Kuasa Hukum: Perintah Hasto Uji Materiil ke MA Upaya yang Sah Secara Hukum
JAKARTA - Kuasa Hukum Sekjen PDIP, Hasto Kristiyanto, Febri Diansyah menyatakan perintah kliennya kepada Donny Tri Istiqomah untuk mengajukan gugatan uji materil Peraturan Komisi Pemilihan Umum (KPU) ke Mahkamah Agung (MA) merupakan upaya yang sah.
Penegasan tersebut disampaikan saat membacakan nota pembelaan atau pledoi kasus dugaan suap pengurusan pergantian antara waktu (PAW) DPR periode 2019-2024 dan perintangan penyidikan Harun Masiku dengan terdakwa Hasto Kristiyanto.

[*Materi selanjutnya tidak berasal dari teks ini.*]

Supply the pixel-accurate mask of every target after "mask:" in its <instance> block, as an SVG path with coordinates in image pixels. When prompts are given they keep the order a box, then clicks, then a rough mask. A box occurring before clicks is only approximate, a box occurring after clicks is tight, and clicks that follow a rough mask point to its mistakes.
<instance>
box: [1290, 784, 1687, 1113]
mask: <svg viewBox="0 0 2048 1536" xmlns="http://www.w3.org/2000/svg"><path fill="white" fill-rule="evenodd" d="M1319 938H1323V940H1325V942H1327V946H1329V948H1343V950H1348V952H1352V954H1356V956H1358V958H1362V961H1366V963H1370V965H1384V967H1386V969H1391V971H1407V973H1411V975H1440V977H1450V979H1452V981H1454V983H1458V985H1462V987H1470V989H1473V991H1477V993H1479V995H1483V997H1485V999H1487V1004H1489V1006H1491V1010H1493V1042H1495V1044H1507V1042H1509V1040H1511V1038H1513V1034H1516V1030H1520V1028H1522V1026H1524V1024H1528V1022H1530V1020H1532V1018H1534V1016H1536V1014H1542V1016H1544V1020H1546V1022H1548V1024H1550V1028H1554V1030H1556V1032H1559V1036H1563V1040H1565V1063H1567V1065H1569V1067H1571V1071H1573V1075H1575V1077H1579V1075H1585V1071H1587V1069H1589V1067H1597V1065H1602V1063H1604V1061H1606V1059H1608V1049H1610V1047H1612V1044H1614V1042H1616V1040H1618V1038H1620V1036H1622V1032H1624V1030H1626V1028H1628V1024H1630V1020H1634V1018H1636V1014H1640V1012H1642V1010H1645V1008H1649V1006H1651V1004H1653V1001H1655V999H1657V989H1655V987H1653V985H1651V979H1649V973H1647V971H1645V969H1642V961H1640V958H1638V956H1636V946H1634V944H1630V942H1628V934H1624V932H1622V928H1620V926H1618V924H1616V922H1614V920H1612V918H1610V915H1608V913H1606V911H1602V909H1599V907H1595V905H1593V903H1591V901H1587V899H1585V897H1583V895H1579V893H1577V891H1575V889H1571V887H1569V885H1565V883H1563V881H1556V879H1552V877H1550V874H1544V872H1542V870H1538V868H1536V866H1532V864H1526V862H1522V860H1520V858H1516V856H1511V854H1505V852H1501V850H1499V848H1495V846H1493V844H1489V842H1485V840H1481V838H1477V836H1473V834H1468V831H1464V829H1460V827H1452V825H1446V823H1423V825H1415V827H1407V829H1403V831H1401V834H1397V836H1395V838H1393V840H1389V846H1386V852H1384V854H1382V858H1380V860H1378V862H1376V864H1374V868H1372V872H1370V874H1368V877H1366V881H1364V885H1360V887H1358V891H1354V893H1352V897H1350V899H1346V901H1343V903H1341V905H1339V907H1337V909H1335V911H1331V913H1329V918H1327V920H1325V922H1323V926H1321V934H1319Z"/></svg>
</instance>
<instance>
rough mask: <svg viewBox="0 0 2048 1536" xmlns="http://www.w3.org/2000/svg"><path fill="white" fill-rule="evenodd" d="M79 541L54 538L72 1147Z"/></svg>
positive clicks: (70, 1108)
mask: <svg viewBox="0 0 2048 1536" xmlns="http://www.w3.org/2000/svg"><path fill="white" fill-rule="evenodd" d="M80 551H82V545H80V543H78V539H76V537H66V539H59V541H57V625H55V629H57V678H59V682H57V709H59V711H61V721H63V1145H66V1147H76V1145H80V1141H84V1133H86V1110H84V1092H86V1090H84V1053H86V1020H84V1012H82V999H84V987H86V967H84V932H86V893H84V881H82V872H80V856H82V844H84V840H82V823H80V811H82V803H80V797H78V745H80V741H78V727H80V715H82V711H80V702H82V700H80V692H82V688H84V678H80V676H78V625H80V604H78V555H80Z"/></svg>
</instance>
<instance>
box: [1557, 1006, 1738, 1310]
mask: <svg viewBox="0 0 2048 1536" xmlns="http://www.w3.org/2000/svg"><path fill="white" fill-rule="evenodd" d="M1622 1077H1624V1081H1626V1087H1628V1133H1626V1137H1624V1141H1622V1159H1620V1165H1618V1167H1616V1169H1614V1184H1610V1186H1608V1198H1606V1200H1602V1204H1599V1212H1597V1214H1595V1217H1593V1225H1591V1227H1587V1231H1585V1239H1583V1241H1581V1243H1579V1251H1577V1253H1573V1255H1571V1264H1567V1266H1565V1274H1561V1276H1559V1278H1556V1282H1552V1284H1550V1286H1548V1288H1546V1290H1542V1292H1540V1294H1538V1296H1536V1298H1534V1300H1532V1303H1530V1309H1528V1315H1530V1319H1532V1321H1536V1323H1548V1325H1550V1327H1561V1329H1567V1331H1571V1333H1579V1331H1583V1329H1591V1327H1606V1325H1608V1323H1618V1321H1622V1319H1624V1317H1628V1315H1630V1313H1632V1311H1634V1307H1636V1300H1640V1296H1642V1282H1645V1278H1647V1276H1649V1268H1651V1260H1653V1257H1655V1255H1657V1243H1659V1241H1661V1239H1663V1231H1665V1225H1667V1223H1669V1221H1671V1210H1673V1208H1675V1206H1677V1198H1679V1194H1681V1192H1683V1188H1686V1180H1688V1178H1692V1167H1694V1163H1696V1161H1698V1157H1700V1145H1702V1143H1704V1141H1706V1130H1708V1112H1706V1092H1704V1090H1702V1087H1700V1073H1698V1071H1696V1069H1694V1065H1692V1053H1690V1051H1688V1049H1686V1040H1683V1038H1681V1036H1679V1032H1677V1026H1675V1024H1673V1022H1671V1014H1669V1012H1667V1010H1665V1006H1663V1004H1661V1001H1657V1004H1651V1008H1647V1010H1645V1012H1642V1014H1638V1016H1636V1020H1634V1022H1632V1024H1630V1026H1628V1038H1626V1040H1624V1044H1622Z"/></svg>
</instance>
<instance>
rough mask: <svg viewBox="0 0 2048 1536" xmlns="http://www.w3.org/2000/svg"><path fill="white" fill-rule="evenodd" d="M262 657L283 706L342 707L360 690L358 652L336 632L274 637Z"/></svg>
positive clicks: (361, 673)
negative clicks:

"Perintah yang terdakwa berikan kepada Donny Tri Istiqomah merupakan upaya yang sah dan didasarkan kepada keputusan partai," ujar Febri dalam persidangan di Pengadilan Tipikor Jakarta, Kamis, 10 Juli.
Gugatan tersebut mengenai ketentuan Pasal 54 ayat (5) huruf K Peraturan KPU Nomor 3 Tahun 2019 tentang Pemungutan dan Perhitungan Suara dalam Pemilihan Umum. Langkah itu berkaitan dengan perolehan suara Nazarudin Kiemas yang meninggal dan dicoret dari DCT (Dafat Calon Tetap) Dapil Sumatera Selatan-1
Perintah itu menjadi sah karena berlandaskan hasil Rapat Pleno DPP PDIP yang digelar Juli 2019. Sebab perintah itu memuat putusan Harun Masiku sebagai caleg terpilih untuk menerima perolehan suara Nazarudin Kiemas sejumlah 34.276 suara.
"Atas dasar keputusan rapat pleno DPP PDIP tersebut, Hasto Kristiyanto selaku sekjen PDIP meminta Donny Tri Istiqomah selalu penasihat hukum PDIP untuk mengajukan surat permohonan ke KPU RI," kata Febri.
Hal itu pun didukung dengan keterangan Donny Tri Istiqomah dalam persidangan yang menyebut mendapat penugasan secara resmi dengan diberikan surat tugas.
"Penugasan dari DPP PDI Perjuangan untuk melakukan judicial review ke Mahkamah Agung berdasarkan surat tugas. Tetapi, karena sifatnya uji materi maka surat tugasnya dalam bentuk surat kuasa," kata Febri.
Diketahui, Hasto dituntut Jaksa Penuntut Umum (JPU) dengan pidana penjara selama 7 tahun. Selain itu, jaksa turut menuntut Hasto Kristiyanto dengan pidana denda senilai Rp600 juta. Apabila tak dibayarkan akan diganti dengan hukuman penjara selama 6 bulan.
Baca juga:
Dalam perkara ini, Hasto didakwa bersama-sama dengan advokat Donny Tri Istiqomah, eks kader PDIP Saeful Bahri, dan Harun Masiku didakwa memberikan uang suap sebesar Rp 600 juta kepada Wahyu Setiawan (komisioner KPU) pada rentang waktu 2019-2020.
Suap ini agar Wahyu mengupayakan KPU untuk menyetujui permohonan PAW Caleg Dapil Sumatera Selatan (Sumsel) I atas nama anggota DPR periode 2019-2024 Riezky Aprilia kepada Harun Masiku.
Hasto juga didakwa menghalangi penyidikan dengan cara memerintahkan Harun, melalui penjaga Rumah Aspirasi, Nur Hasan, untuk merendam telepon genggam milik Harun ke dalam air setelah kejadian OTT KPK terhadap Wahyu Setiawan.
Tak hanya ponsel milik Harun Masiku, Hasto juga disebutkan memerintahkan ajudannya, Kusnadi, untuk menenggelamkan telepon genggam sebagai antisipasi upaya paksa oleh penyidik KPK.
Hasto didakwa dengan Pasal 21 dan Pasal 5 ayat (1) huruf a atau Pasal 13 Undang-Undang (UU) Nomor 31 Tahun 1999 tentang Pemberantasan Tindak Pidana Korupsi sebagaimana diubah dan ditambah dengan UU Nomor 20 Tahun 2001 juncto Pasal 65 ayat (1) dan Pasal 55 ayat (1) Ke-1 juncto Pasal 64 ayat (1) KUHP.